Иногда по ночам ему хотелось, чтобы за ним пришли. Человек, который из убеждений предал родину, не может быть счастлив. Он подозревал, что такие, как он, есть в каждой стране и всех их объединяет общая идея — они совершают свою собственную революцию против настоящих предателей стран, которые любят.
Политическая революция, подумал он, словно живое существо, зачатое в ярости, подпитываемое гневом и, чаще всего, рожденное в крови. В ранние годы его жизни наступает момент, когда родителям приходится решать, кем именно станет их дитя. Некоторых отпускают на свободу, и они становятся дикими хищниками, которых могут убить лишь набравшие силу тираны. Других обуздывают, и они становятся преданными стражами, оберегающими жизнь и свободу своих детей, пока те не смогут защищать себя сами. Вашингтон, Ленин, Мао, Ганди, Кастро и Хомейни — каждый из них вырастил свою революцию, и революции эти, как и все живое в природе, выглядят и ведут себя подобно своим родителям.

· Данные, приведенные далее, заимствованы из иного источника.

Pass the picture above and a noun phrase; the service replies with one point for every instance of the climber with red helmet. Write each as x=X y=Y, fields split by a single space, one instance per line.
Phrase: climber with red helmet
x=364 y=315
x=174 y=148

Пионер стал свидетелем того, как была убита при рождении ее собственными прародителями Вторая китайская революция 4 июня 1989 года — на улицах вокруг открытого пространства под названием Врата Небесного Спокойствия, площади Тяньаньмэнь.
Пионер был тогда студентом. Весной 1989 года железный занавес в Европе начал разрушаться, проржавев изнутри из-за коррупции и пятидесяти лет притеснений. Советский Союз, построивший Варшавский договор на насилии, вынужден был наблюдать, как его творение разваливается по политическим швам и экономическим заклепкам. Китайские лидеры в Чжуннаньхае были полны решимости избежать ошибок, совершенных русскими.